La théorie de l’identité sociale proposée par Tajfel et Turner est l’approche principale utilisée pour expliquer les comportements des foules (Reicher, 1984). Comme nous l’avons vu précédemment, cette théorie distingue les foules physiques, conséquences de l’agrégation de nombreuses personnes, et les foules psychologiques, conséquences de l’identification sociale (Reicher, 2012). Cette théorie décrit également trois niveaux de transformations observées lorsqu’un individu rejoint une foule.
Transformations à trois niveaux
La première transformation est cognitive. Cela veut dire que les normes et comportements des individus varient en fonction de la foule dans laquelle ils se trouvent. En rejoignant une foule, la personne va identifier les normes propres au groupe social associé à cette foule afin de les adopter.
La deuxième transformation est relationnelle. Lorsque les individus dans une foule perçoivent qu’ils partagent une identité sociale avec les autres et que cette perception est commune au sein de la foule, leur relation aux autres personnes présentes est transformée. En effet, la limite entre le soi et les autres est effacée, et un lien aux autres se créé et se renforce. Avec cette transformation, la confiance dans les autres augmente, l’entente se renforce, et la communication est améliorée.
La dernière transformation est affective. Les ressentis des individus sont intensifiés par la foule. Par exemple, les cris et chants des supporters durant un match de foot sont plus forts dans un stade, entourés d’autres fans, que lorsque que les téléspectateurs regardent le match chez eux.
Mais concrètement, qu’est-ce que ça veut dire ? – Analyse du festival de Magh Mela en Inde
Une étude de Hopkins & Reicher (2016) permet de mieux se représenter ces différentes transformations, en les appliquant à une situation de foule particulière – le festival religieux de Magh Mela en Inde. Lors de ce festival, de nouvelles normes et valeurs se créent pour permettre aux pèlerins de « se libérer de leurs préoccupations quotidiennes et de s’engager dans la voie de la spiritualité » (transformation cognitive). L’identification sociale au festival et aux autres pèlerins entraîne alors l’adoption de ces normes et valeurs pendant l’événement.
Dans ce type de situation, le partage d’une identité sociale avec les autres personnes présentes, et le lien qui se créent entre elles impactent par ailleurs l’expérience de proximité physique aux autres (transformation relationnelle).

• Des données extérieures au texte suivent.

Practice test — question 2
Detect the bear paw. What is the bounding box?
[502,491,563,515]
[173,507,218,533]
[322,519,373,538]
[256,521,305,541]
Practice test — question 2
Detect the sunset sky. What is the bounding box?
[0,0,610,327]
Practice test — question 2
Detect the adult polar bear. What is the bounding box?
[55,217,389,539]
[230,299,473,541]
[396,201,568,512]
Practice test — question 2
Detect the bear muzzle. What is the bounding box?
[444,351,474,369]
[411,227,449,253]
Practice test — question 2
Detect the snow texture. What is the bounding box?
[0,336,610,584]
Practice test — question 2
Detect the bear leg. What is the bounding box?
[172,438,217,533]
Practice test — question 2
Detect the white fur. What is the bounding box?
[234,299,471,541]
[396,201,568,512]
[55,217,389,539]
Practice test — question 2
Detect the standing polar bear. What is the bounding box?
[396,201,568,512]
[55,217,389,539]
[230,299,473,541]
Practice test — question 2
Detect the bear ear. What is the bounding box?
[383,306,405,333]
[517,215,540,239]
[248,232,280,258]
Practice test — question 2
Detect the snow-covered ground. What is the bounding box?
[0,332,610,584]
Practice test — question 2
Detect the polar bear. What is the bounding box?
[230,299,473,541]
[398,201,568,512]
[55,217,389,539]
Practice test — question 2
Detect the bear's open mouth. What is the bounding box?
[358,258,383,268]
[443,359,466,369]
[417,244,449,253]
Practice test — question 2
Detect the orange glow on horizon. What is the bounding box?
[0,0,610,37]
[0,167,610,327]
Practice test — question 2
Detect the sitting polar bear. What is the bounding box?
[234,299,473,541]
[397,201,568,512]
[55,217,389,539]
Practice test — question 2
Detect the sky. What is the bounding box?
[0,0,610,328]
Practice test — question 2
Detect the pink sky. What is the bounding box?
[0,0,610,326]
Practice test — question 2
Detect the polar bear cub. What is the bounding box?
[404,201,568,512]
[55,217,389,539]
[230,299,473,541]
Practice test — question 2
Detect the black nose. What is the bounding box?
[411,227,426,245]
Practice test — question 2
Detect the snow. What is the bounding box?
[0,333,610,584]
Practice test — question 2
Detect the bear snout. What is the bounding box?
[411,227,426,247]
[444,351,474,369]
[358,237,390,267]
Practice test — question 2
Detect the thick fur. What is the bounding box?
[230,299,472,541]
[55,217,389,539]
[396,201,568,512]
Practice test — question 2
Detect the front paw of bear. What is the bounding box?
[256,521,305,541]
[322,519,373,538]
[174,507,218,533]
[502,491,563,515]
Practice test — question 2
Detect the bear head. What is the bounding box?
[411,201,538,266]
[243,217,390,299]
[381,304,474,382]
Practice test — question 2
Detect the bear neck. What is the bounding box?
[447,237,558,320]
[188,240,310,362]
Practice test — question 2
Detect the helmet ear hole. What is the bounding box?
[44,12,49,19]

Une étude de Novelli, Drury et Reicher (2010) a montré que lorsque les autres personnes sont perçues comme faisant partie du même groupe social que le nôtre, nous choisissons d’être physiquement plus proches d’elles que lorsqu’elles sont perçues comme faisant partie d’un autre groupe social. Une autre étude de Novelli, Drury, Reicher et Stott (2013) a montré que plus les personnes s’identifiaient aux autres dans la foule, moins elles se ressentaient l’encombrement de l’espace, et mieux elles se sentaient. Cette transformation relationnelle pendant le festival de Magh Mela se traduit par une perception augmentée de soutien social et de connexion aux autres.
Enfin, l’identification sociale commune affectent les expériences perceptives (transformation affective). Les sons des musiques, les discours et annonces diffusés dans les foules à des volumes objectivement élevés – et donc stressants et potentiellement dangereux – sont dans ce cas bien acceptés et positivement reçus par les pèlerins. Plus généralement, les bruits qui facilitaient ou mettaient en évidence l’identité des pèlerins sont ceux qui ont été le plus perçus comme positifs (Shankar et al., 2013).
Les foules physiques et psychologiques se distinguent donc les unes des autres par la présence ou non d’une identité sociale partagée. Celle-ci peut modifier les cognitions et ressentis des membres d’une foule, ainsi que les relations qui existent entre eux. Nous allons par la suite explorer davantage les expériences individuelles dans des contextes de foules (voir les articles « Dans la foule »), afin de mieux comprendre l’influence de l’identité sociale et d’autres éléments qui constituent cette expérience.